Calls for direct consumer taxes to fill Brussels coffers have been taken up by the Austrian EU presidency.

Austrian leader Wolfgang Schuessel told MEPs that the idea should be considered as an alternative to traditional EU budget battles.

A December 2005 summit saw deep divisions emerge over spending between capitals that pay more to the EU than they get back and new poorer member states that benefit from the cash.

“Europe needs a strong way of financing itself,” said Schuessel. “We’ll kill ourselves next time, the member states, if we negotiate only on this basis.”

Plans for consumer taxes are not new, an EU tax was mooted by the European commission in the original budget proposals for 2007 to 2013.

“It’s absurd that short-term speculation can take place without being taxed.
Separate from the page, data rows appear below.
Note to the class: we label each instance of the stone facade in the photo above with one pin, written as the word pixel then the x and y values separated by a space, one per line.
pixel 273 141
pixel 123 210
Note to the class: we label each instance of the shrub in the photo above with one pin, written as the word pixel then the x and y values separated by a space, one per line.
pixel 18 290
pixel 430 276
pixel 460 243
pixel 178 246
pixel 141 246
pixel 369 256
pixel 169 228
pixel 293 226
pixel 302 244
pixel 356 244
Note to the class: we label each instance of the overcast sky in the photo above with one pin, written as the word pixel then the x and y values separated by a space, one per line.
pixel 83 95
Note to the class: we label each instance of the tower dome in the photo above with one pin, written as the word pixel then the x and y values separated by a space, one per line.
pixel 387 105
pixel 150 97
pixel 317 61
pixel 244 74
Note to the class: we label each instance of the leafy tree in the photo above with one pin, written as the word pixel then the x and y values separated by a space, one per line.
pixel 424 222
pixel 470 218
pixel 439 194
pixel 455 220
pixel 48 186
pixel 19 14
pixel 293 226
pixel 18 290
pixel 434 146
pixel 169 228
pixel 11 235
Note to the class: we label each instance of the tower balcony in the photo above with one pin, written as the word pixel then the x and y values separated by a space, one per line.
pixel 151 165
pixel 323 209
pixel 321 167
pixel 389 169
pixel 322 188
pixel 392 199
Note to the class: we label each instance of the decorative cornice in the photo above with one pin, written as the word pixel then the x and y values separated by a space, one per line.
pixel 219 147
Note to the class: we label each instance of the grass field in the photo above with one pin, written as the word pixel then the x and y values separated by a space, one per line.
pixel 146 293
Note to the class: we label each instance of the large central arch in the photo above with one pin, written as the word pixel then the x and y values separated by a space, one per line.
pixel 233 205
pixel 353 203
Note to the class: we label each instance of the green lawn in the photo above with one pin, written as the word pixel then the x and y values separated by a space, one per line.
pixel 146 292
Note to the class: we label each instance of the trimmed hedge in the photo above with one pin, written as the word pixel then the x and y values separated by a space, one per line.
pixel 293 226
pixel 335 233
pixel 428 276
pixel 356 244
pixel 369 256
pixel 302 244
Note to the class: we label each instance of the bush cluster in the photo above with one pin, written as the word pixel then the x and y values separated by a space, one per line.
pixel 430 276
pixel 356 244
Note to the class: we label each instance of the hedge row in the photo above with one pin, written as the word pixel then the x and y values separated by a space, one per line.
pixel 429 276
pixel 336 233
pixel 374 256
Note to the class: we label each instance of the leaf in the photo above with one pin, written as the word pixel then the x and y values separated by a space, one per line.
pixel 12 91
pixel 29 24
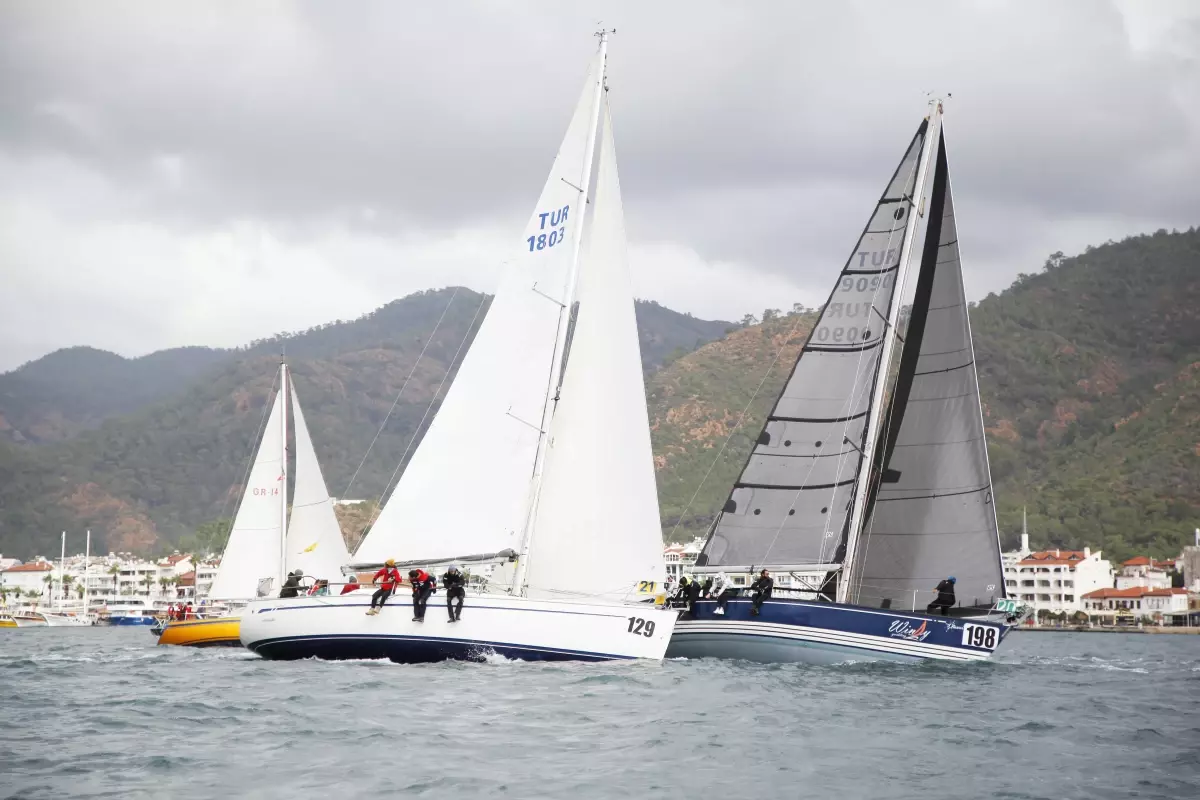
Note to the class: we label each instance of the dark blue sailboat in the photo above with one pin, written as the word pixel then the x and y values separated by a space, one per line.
pixel 869 482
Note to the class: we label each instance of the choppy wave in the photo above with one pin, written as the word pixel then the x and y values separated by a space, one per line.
pixel 106 714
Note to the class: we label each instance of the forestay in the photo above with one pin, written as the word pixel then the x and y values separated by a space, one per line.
pixel 253 548
pixel 791 504
pixel 466 489
pixel 315 542
pixel 597 531
pixel 934 513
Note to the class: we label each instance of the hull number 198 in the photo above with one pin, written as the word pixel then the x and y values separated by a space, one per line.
pixel 641 626
pixel 979 636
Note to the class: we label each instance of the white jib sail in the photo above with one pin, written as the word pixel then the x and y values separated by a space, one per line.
pixel 253 548
pixel 466 488
pixel 315 542
pixel 597 530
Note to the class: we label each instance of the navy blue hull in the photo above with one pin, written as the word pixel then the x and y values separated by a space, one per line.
pixel 406 649
pixel 811 632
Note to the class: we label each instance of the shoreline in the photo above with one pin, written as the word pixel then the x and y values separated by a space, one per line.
pixel 1110 629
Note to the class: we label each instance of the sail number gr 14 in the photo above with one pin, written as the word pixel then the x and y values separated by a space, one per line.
pixel 640 626
pixel 553 227
pixel 979 636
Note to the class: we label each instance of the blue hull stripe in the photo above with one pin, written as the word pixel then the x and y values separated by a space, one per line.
pixel 412 649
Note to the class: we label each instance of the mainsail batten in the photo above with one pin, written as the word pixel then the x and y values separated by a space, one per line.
pixel 315 542
pixel 933 512
pixel 792 501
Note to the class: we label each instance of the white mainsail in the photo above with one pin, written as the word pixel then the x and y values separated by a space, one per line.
pixel 465 492
pixel 315 542
pixel 599 504
pixel 253 549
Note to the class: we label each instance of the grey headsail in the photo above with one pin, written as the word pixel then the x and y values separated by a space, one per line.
pixel 933 515
pixel 791 503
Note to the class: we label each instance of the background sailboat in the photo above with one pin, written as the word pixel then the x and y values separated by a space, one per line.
pixel 871 489
pixel 538 461
pixel 264 546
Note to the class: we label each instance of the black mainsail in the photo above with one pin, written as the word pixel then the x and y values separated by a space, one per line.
pixel 791 504
pixel 924 509
pixel 933 513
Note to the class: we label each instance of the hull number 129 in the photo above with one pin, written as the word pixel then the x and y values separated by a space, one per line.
pixel 641 626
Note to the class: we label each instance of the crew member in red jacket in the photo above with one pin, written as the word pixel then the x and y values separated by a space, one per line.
pixel 390 576
pixel 423 587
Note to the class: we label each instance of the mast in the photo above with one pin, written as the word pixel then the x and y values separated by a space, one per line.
pixel 63 566
pixel 283 470
pixel 889 337
pixel 564 317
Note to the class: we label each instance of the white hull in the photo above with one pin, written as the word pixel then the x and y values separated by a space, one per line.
pixel 65 620
pixel 515 627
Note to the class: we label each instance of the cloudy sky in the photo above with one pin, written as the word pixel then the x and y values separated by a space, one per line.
pixel 209 173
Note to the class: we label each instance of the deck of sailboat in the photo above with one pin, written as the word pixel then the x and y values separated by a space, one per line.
pixel 820 632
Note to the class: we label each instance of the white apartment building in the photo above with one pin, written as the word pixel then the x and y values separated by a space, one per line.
pixel 1056 579
pixel 1135 602
pixel 681 558
pixel 1143 571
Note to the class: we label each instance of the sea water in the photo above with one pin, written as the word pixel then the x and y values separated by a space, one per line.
pixel 103 713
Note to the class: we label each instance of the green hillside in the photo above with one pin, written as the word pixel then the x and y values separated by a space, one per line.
pixel 143 479
pixel 1089 374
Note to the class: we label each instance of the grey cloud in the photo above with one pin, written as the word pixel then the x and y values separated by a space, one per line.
pixel 751 132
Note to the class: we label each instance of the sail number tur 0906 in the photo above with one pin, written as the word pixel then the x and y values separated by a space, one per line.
pixel 979 636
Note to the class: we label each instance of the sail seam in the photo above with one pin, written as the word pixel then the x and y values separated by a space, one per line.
pixel 937 372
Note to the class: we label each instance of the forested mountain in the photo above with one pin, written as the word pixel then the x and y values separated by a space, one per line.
pixel 142 464
pixel 1090 373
It can’t be that transport by air or by boat is not subject to taxation,” said Schuessel.

“It’s absurd that there are tax gaps - that international aviation is part of a tax gap."
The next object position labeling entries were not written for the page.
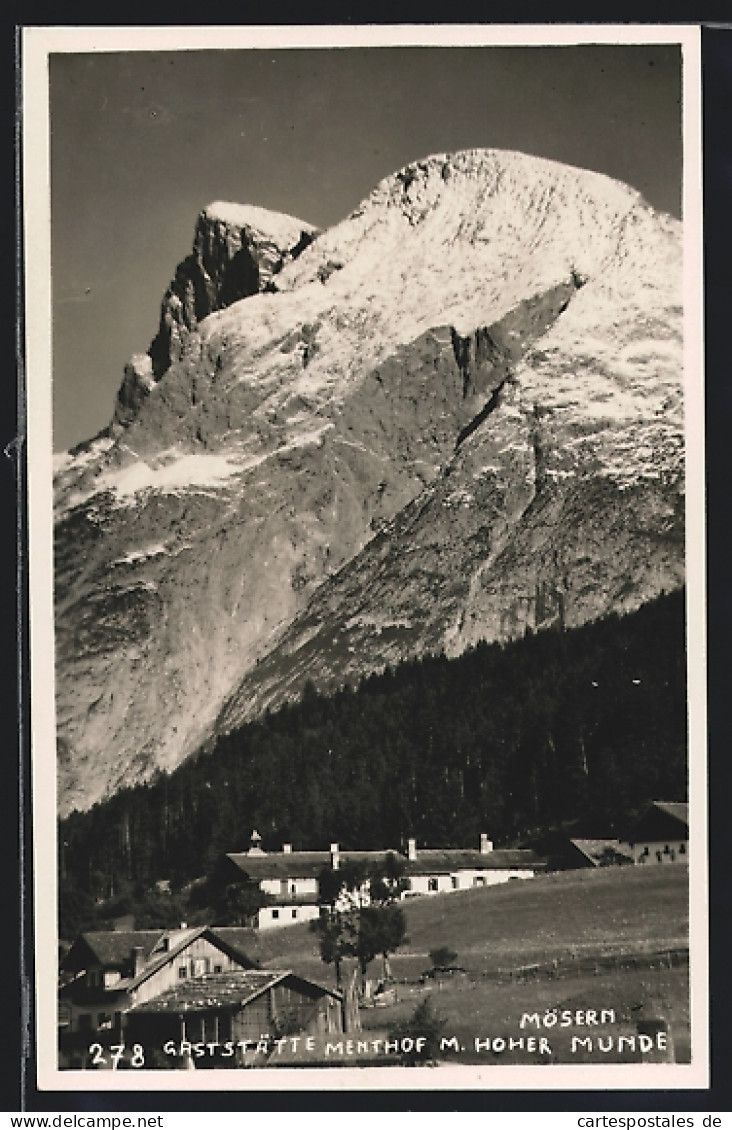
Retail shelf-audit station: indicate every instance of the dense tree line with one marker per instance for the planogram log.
(564, 728)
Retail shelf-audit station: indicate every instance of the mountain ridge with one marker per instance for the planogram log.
(490, 341)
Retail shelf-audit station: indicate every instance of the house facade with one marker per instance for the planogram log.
(290, 878)
(105, 973)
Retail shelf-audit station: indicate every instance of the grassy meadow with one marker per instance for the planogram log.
(569, 940)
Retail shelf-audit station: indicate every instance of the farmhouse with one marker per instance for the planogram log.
(582, 853)
(290, 878)
(106, 972)
(661, 835)
(234, 1019)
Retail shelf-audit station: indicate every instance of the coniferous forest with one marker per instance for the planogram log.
(571, 729)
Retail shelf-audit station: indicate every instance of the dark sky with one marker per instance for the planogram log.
(140, 141)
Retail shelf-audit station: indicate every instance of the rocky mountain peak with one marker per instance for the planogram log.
(454, 416)
(236, 253)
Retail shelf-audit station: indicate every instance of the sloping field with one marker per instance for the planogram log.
(568, 941)
(603, 912)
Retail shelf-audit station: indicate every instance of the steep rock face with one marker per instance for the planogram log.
(237, 251)
(453, 416)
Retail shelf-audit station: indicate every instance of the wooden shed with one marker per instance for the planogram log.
(233, 1019)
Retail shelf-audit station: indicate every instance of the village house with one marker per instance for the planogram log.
(290, 878)
(241, 1018)
(661, 835)
(106, 972)
(584, 853)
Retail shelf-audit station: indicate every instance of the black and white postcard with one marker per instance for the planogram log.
(366, 548)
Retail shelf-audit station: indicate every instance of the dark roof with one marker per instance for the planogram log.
(661, 820)
(216, 990)
(595, 849)
(240, 938)
(111, 948)
(676, 808)
(296, 865)
(304, 865)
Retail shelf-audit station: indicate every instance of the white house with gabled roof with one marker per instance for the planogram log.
(290, 878)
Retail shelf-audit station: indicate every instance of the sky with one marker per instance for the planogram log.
(142, 140)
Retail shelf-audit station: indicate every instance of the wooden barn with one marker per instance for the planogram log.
(233, 1019)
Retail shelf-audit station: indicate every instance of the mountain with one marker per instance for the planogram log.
(456, 415)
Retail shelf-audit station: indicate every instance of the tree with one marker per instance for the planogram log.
(359, 916)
The idea of an EU tax to raise European revenue from consumer levies appeals to pro-European Austria – one of the countries that pays out more from Vienna’s national treasuries that it gets back.
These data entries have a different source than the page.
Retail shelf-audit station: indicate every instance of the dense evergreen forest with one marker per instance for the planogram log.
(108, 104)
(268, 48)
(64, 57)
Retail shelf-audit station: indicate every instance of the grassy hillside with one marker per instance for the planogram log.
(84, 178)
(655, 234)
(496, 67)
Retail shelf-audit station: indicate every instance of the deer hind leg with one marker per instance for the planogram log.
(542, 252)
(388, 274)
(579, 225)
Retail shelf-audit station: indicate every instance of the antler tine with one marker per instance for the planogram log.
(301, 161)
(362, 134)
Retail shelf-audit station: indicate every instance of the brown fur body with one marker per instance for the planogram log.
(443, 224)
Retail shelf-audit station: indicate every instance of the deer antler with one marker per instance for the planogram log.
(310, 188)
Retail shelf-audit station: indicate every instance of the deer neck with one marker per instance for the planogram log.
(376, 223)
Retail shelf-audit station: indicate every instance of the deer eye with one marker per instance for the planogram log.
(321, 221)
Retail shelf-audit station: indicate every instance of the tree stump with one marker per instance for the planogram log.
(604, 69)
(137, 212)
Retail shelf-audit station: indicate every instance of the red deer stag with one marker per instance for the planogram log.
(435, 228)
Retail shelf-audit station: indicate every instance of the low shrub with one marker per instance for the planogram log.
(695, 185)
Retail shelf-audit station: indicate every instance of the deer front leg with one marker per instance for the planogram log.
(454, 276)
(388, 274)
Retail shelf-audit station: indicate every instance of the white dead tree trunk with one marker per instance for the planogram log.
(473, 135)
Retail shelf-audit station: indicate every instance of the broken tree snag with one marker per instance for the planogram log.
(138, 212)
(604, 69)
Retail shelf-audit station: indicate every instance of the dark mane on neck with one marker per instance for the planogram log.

But other countries such as the UK oppose any moves to give the EU any taxation powers at the expense of national treasuries.

An EU consumer tax on holiday flights or travel as part of a VAT increase on everyday life may not turn on citizens either.

Nevertheless, Schuessel is urging the commission to float the idea again during a mid-term spending review between 2007 and 2013.

“The idea of a self-financing system is not popular everywhere but it’s my task as president in office to make necessary proposals even if they are unpopular,” he said.

Back in July 2004 the commission proposed “a main fiscal resource based on either energy, VAT or corporate income tax” by 2014.

In the heady days before EU constitution rejections in France and the Netherlands, the argument ran that direct taxes would bring Brussels closer to voters.

“The proposal reflects the nature of the EU as a union of member states and citizens by clarifying the link between the taxpayer and the EU budget,” the commission said on July 14 2004.